A proposal on how many teams would qualify from the six confederations was shared with FIFA Council members for approval at a meeting in Shanghai on Thursday, including Europe having eight participants.
But a vote on the participation model was pulled because Oceania's only way of qualification would be its Champions League winner first defeating the domestic champion of host nation China in a playoff.
Oceania is pushing for a guaranteed place in the group stage in China in June 2021, as FIFA's task force on the revamped Club World Cup originally proposed in March. That is according to people with knowledge of the situation who spoke on condition of anonymity with The Associated Press to discuss the contents of a private meeting.
FIFA only said the qualification process "will be finalized in a consultation process between FIFA and the six confederations."
FIFA President Gianni Infantino said the governing body will make "zero" out of the new event because all the profits will be reinvested back into club football.

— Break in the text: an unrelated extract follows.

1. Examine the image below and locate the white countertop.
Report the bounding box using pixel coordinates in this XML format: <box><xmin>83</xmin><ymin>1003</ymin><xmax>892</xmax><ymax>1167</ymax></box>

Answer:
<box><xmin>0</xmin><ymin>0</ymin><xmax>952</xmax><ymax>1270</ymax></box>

"I hope China will help FIFA to organize it in financial terms," Infantino said after the meeting in Shanghai. "It will be the club football event which will generate the highest revenue per match."
Infantino said FIFA along with the Chinese soccer federation and government will push ahead with planning on the tournament.

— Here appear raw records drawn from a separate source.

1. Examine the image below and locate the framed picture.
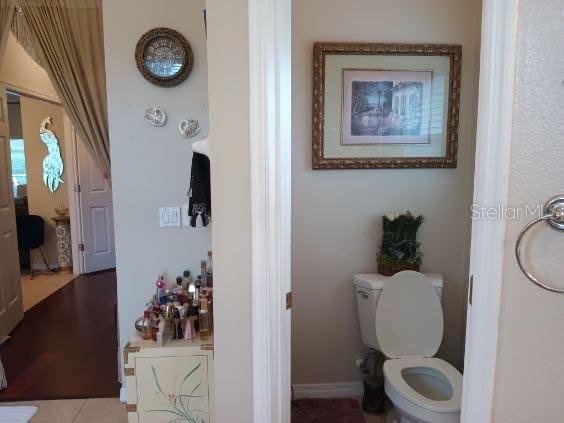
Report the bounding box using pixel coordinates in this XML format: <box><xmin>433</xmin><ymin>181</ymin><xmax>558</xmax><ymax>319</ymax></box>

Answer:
<box><xmin>313</xmin><ymin>43</ymin><xmax>462</xmax><ymax>169</ymax></box>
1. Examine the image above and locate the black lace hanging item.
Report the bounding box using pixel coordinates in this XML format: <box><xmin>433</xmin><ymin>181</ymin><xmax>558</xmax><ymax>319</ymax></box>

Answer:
<box><xmin>188</xmin><ymin>152</ymin><xmax>211</xmax><ymax>228</ymax></box>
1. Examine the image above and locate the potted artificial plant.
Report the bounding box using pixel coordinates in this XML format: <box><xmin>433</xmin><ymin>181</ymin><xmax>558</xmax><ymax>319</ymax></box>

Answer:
<box><xmin>378</xmin><ymin>212</ymin><xmax>423</xmax><ymax>276</ymax></box>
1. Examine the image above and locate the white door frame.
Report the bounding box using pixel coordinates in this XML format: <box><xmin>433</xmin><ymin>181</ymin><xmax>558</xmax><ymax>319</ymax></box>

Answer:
<box><xmin>248</xmin><ymin>0</ymin><xmax>292</xmax><ymax>423</ymax></box>
<box><xmin>63</xmin><ymin>112</ymin><xmax>84</xmax><ymax>275</ymax></box>
<box><xmin>249</xmin><ymin>0</ymin><xmax>518</xmax><ymax>423</ymax></box>
<box><xmin>462</xmin><ymin>0</ymin><xmax>519</xmax><ymax>423</ymax></box>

Staging the Club World Cup in China will be a test of human rights policies that FIFA now subjects host nations to.
The Chinese government has been accused of cracking down on human rights and pro-democracy activism. President Xi Jinping's government has also faced criticism over its treatment of Muslims in China's northwest, where the U.S. government, activists and researchers say as many as 1 million people have been detained.
"I think that we need to reflect on our role," Infantino said. "Countries all over the world are going through difficult times. It is not the mission of FIFA to solve the problems of the world. The mission is to organize football in all of the countries. ... We do that by bringing football to the people, not by criticizing."

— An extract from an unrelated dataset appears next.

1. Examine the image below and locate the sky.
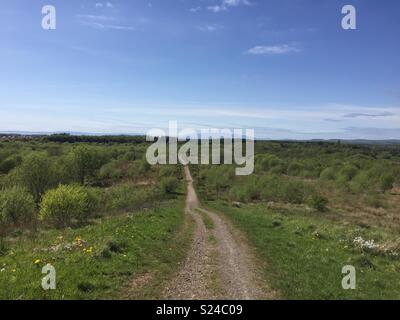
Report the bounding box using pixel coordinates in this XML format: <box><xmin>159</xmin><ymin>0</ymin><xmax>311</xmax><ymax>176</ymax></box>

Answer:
<box><xmin>0</xmin><ymin>0</ymin><xmax>400</xmax><ymax>139</ymax></box>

A previous FIFA plan seen by the AP in March proposed the Club World Cup running from June 17 through July 4 in 2021, taking the slot originally set aside for the Confederations Cup competition that is no longer due to be contested.
For some players from Africa and the CONCACAF region it could be a busy summer, with their regional national competitions proposed to start on July 9.
The revamped Club World Cup is due to be staged every four years, replacing the current annual format that features the six champions of continental competitions and the host nation's domestic title winner. The final two editions of the seven-team annual Club World Cup are being staged in Qatar this December and in December 2020.
Based on FIFA's proposed qualification procedures seen by the AP ahead of the Shanghai meeting, teams could qualify for the overhauled Club World Cup in 2021 without having to win a regional competition — even at the expense of some champions.
Caps on the number of representatives from a single country in the new format raises the prospect of even winners of continental competitions missing out.
With eight slots, Europe will be the best represented continent at the Club World Cup even after rejecting four additional places, helping FIFA drive ticket sales and broadcast revenue.
All the Champions League and Europa League winners from 2018 to 2021 are set to qualify — although that could be dependent on UEFA determining the maximum number of slots per country. Clubs from England and Spain have dominated those competitions in recent years.
Should a team enjoy multiple wins across the competitions, the free slot is due to go to the most recent Champions League runner-up.
Real Madrid won the Champions League in 2018 when Atletico Madrid triumphed in the Europa League. English clubs swept last season's trophies, with Liverpool victorious in the Champions League and Chelsea in the second-tier competition.
While South America will get six slots, only the process for distributing four of them has been settled. They will go to the 2019 and 2020 winners of CONEMBOL's two competitions: The Copa Libertadores and Copa Sudamericana.
The document shows no plan for determining the route to securing the remaining two berths or the limits on national representation.
The three Asian places will to go the winners of the 2019 and 2020 Asian Champions League and the runners-up will have a playoff for the third entry into the Club World Cup group stage.
If the title is defended in 2020, the runners-up from both years will complete Asia's FIFA lineup.
But Asia only wants a maximum of two teams from one country. So, if the winners and runners-up in 2019 and 2020 are all from the same country, the two losing Asian Champions League semifinalists in 2020 would contest a playoff for a route into the global tournament.
NORTH AND CENTRAL AMERICA
The 2021 CONCACAF Champions League finalists will qualify but a process for deciding the third slot was left hanging in the FIFA Council document.
Mexican teams have won all 11 titles since the regional competition was rebooted as the Champions League. Only three of the finals have not been an all-Mexican lineup.
But a cap of two teams per country from this region will exist at the Club World Cup.
The simplest qualification will be from Africa, with the places going to the 2021 Champions League finalists and the winner of a playoff between the two semifinalists.
The plan is complicated by a cap on two teams per country.
Oceania is the only one of FIFA's six confederations not guaranteed a place at the Club World Cup. To make one of the eight groups of three, the Oceania Champions League winner would have to face a playoff against the Chinese champions under FIFA plans that are now on hold.